日本で働いていて仕事でアフリカに行くことは限られていると思いますが、ソラテクノロジーはアフリカが主戦場なので頻繁に行きます。僕が最初にいったのはシエラレオネでした。確かに衣食住の環境は良好とは言えませんが、慣れてくるとアフリカに行くことが癖になります。日本とはまったく違うアフリカを知るとアフリカの魅力に気付かされますね。
Q、記事を読んでくれている人へメッセージがあればお願いします
金)
ドローンとAIを使ってマラリアを撲滅するという事業自体に夢やロマンがありますよね。これに取り組んでいる他の企業はいないと言ってもいいぐらいなので、拡大するしかないと思います。

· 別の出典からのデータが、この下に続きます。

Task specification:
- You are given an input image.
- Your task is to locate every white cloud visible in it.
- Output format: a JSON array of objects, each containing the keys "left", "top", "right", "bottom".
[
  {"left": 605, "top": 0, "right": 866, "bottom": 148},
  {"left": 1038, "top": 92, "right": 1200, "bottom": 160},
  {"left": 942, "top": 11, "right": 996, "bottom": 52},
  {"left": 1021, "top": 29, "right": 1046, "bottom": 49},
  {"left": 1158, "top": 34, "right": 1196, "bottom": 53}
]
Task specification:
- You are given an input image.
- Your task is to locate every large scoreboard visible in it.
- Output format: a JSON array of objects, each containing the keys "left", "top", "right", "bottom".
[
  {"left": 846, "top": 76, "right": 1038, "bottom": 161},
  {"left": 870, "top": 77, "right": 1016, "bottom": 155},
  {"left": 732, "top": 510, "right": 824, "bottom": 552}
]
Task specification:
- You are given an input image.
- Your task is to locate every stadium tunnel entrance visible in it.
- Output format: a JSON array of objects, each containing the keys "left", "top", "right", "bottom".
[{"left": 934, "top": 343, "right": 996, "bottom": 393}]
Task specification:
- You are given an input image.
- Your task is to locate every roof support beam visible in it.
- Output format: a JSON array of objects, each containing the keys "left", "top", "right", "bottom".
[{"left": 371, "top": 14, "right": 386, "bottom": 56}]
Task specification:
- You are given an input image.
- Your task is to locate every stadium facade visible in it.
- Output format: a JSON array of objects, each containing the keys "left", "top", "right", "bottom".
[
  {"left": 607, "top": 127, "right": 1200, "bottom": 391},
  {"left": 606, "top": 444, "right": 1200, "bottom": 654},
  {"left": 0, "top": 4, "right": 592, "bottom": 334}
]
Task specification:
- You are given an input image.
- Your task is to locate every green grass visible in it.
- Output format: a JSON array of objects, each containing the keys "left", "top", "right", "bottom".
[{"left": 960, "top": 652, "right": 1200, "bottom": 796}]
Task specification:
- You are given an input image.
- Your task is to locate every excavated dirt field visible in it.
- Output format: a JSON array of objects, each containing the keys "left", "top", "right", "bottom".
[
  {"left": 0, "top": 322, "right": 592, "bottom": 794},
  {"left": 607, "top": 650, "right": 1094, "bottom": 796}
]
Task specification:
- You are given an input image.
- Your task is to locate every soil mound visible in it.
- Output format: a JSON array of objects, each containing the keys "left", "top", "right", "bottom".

マラリアは年間約2億4700万人が感染し、推計61万人が死亡しています。その人たちのためにやっていると思うと社会的な意義が大きい仕事です。
社会貢献をした上で、ビジネスとしても稼げる。これ以上、理想的なことはないはずです。
■あとがき
ソフトウェア分野でソラテクノロジーを支えてくれている金さん。参加した国際学会で「best students paper」に選出されたことあるほどの知識とスキルを備えています。そんな金さんは、社内でムードメーカーで愛されキャラです。
写真から分かる通り、金さんの周りには笑顔が溢れています。研修旅行のカラオケでは歌でみんなを笑わせてくれました。
ソラテクノロジーに欠かせないキーパーソンの金さんのこれからの活躍を、いやがうえにも期待してしまいます。